In the original Saw trilogy, there is no so-called "Final Girl," a female character who survives in part due to some amount of ass-kicking, but mostly because of her purity. Rather, the women of Saw are treated just like the men -- which is, to say, they are mostly just normal, average people (a privilege almost exclusively given to men in film; women are usually reduced to tropes). It may sound like nothing special, but in the horror world, women characters usually fall into one, or more, of common stereotypes: the slut (who deserves to die), the bitch (who deserves to die), the homely/weird/token minority girl (used to pad out the cast), and the sweet, morally pure Final Girl. Besides this, the vast majority of the time, these female characters are also unbelievably gorgeous -- especially if they're the main character and/or Final Girl.

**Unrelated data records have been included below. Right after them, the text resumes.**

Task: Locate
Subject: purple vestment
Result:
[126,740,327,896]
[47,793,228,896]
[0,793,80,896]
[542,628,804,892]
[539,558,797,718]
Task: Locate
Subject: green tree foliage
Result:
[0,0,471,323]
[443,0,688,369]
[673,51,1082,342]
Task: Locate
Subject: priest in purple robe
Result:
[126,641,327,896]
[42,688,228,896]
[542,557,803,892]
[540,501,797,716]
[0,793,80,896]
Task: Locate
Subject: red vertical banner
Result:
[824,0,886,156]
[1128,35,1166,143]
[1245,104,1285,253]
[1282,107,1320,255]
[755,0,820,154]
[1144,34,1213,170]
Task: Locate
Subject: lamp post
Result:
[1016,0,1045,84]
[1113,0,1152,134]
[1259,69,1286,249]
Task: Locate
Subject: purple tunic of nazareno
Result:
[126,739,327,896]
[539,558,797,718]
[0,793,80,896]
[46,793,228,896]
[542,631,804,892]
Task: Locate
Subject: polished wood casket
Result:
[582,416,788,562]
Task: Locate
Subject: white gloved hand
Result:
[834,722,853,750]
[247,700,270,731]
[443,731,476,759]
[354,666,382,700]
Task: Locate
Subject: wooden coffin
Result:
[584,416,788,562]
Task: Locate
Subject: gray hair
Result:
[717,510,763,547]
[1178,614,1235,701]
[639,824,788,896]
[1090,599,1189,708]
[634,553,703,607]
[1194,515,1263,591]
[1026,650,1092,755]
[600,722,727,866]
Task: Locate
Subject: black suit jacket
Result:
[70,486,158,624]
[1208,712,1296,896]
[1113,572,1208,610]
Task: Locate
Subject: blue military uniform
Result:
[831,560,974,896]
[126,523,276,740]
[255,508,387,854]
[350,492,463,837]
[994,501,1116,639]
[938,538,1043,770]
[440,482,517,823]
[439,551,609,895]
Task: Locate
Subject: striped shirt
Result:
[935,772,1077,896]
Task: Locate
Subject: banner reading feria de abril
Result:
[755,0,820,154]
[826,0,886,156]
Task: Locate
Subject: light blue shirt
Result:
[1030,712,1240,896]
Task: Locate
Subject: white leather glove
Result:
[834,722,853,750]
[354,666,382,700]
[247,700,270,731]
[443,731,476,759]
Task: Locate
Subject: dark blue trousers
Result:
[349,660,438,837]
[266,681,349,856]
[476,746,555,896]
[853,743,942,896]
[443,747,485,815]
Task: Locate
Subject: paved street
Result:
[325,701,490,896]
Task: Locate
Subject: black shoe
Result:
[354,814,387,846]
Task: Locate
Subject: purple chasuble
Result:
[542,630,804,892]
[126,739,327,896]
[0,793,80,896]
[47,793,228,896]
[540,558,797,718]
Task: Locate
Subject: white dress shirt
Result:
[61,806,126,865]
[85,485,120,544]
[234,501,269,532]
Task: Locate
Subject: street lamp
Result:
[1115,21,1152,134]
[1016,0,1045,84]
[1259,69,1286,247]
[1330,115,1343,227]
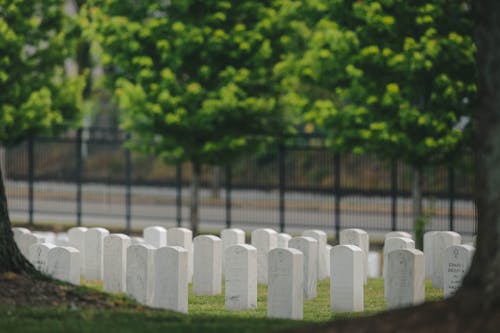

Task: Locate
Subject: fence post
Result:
[28,136,35,225]
[333,153,341,242]
[448,165,455,231]
[75,128,82,226]
[278,143,285,232]
[125,140,132,234]
[391,160,398,231]
[226,164,232,229]
[175,162,182,227]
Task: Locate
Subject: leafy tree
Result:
[276,0,476,247]
[88,0,293,233]
[0,0,84,272]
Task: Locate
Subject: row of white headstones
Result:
[13,226,474,319]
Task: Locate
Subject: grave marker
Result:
[193,235,222,295]
[153,246,188,313]
[288,236,318,299]
[103,234,130,293]
[267,248,304,319]
[224,244,257,310]
[251,228,278,284]
[330,245,364,312]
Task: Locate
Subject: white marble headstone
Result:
[224,244,257,310]
[288,236,318,299]
[276,232,292,249]
[251,228,278,284]
[330,245,364,312]
[102,234,130,293]
[339,228,370,284]
[385,249,425,309]
[302,229,330,280]
[142,226,167,248]
[83,228,109,280]
[47,246,80,285]
[193,235,222,295]
[432,231,462,289]
[167,228,193,282]
[153,246,189,313]
[29,243,56,274]
[443,245,474,297]
[125,244,155,305]
[267,248,304,320]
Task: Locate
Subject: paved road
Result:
[7,182,475,239]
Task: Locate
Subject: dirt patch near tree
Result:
[0,272,142,309]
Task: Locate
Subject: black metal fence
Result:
[4,128,476,236]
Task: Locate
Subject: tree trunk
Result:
[412,166,425,249]
[463,0,500,308]
[190,161,201,235]
[0,163,37,274]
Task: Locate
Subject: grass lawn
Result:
[0,279,443,333]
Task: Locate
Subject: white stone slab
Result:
[153,246,189,313]
[288,236,318,299]
[142,226,167,248]
[125,244,155,305]
[267,248,304,320]
[339,228,370,284]
[385,231,413,239]
[33,231,56,245]
[368,251,382,278]
[18,232,43,260]
[220,228,245,276]
[29,243,55,274]
[330,245,364,312]
[382,237,415,298]
[68,227,88,274]
[12,227,31,249]
[83,228,109,280]
[443,245,475,297]
[386,249,425,309]
[167,228,193,282]
[224,244,257,310]
[251,228,278,284]
[302,229,330,280]
[102,234,130,293]
[432,231,462,289]
[193,235,222,295]
[324,244,333,277]
[424,231,438,279]
[276,232,292,249]
[47,246,80,285]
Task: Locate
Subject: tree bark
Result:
[412,166,425,249]
[463,0,500,309]
[190,161,201,235]
[0,163,37,274]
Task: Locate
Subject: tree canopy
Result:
[89,1,294,163]
[277,0,476,166]
[0,0,84,143]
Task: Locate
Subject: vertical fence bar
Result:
[333,153,341,242]
[175,162,182,227]
[448,166,455,231]
[278,143,285,232]
[391,160,398,231]
[28,136,35,225]
[75,128,82,226]
[125,139,132,234]
[226,164,232,229]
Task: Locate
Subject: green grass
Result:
[0,279,443,333]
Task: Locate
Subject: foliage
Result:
[82,0,292,164]
[0,0,84,143]
[276,0,476,166]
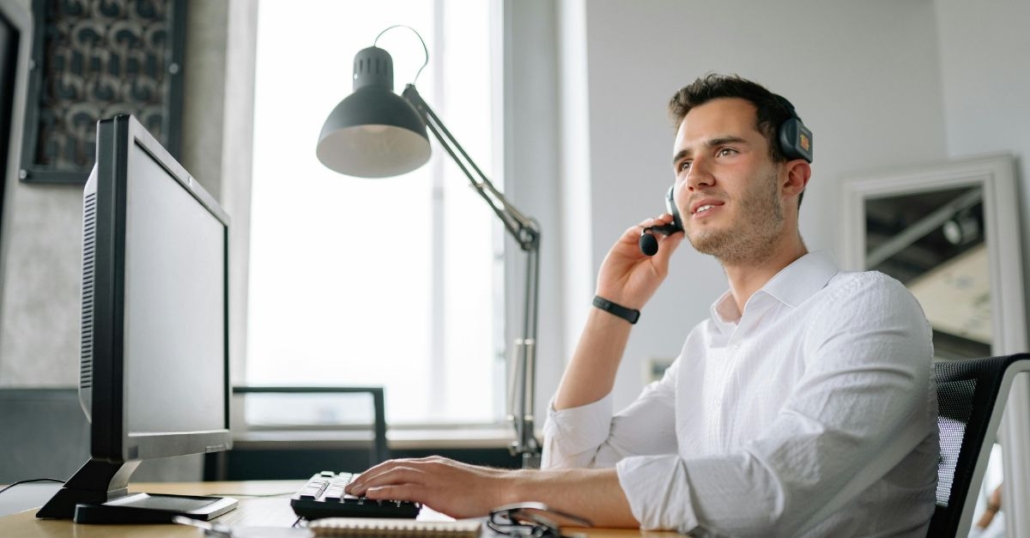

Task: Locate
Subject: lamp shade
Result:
[315,46,430,177]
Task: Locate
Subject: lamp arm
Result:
[402,85,540,468]
[402,85,540,250]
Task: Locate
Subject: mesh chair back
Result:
[927,354,1030,538]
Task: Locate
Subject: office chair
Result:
[926,354,1030,538]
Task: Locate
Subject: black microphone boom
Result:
[640,223,682,256]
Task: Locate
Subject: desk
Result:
[0,480,679,538]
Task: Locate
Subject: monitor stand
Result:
[36,453,237,524]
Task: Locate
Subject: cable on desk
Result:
[0,478,65,494]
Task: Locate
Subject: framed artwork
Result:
[19,0,186,183]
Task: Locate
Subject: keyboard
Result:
[289,471,422,519]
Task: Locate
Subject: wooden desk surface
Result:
[0,480,679,538]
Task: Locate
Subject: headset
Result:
[640,94,812,256]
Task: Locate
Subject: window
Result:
[245,0,505,426]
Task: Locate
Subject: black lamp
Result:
[315,26,540,467]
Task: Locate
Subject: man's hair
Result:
[668,73,804,206]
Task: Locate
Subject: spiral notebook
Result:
[308,517,483,538]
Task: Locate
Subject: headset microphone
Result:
[640,224,683,256]
[639,186,683,256]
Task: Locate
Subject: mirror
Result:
[839,154,1030,536]
[840,155,1027,359]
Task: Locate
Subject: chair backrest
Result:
[927,354,1030,538]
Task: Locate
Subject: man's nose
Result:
[687,158,715,191]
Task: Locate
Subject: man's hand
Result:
[347,457,640,528]
[597,213,683,309]
[347,457,513,518]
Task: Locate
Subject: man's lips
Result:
[690,199,725,217]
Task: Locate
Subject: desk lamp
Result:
[315,25,540,467]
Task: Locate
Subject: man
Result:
[350,75,939,537]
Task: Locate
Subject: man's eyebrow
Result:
[673,136,748,166]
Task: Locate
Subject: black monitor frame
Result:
[0,2,33,234]
[36,115,235,523]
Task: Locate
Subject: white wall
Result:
[562,0,946,406]
[934,0,1030,536]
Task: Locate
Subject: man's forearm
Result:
[554,308,632,410]
[509,469,640,529]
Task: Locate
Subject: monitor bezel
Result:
[91,115,232,463]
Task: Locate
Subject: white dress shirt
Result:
[543,253,939,538]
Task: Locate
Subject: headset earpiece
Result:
[776,95,812,163]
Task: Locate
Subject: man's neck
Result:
[722,235,809,314]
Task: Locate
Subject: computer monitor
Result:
[36,115,236,523]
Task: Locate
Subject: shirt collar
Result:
[762,250,840,308]
[709,250,840,325]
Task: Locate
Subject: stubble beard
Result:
[687,172,784,266]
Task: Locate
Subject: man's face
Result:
[673,98,784,264]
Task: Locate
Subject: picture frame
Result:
[19,0,186,184]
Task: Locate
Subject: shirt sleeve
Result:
[541,361,679,469]
[616,275,936,536]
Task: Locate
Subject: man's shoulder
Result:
[817,271,913,300]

There are two narrative choices that horror films tend to choose from when using female leads: the plucky lady (Halloween, A Nightmare on Elm Street) or a macho dude (Hostel or Alien, where Ripley must adopt macho "attributes" in order to win) -- Saw chooses neither. Instead, the women are treated as being "normal," everyday women; in the Saw universe, the female victims are not defined by their genitalia. They're not all well-developed and deep characters, but what makes them special is that they don't fit the typical horror movie casting. They're not all gorgeous models, they aren't bitches who deserve to die, they're not morally pure and good. They're regular, ordinary women, who could have just as easily been male characters with absolutely no re-writing of the script. Likewise, the films do not adhere to the idea that terrorized women are more engaging than terrorized men. Purposefully or not, Saw actually attempts to erase gender.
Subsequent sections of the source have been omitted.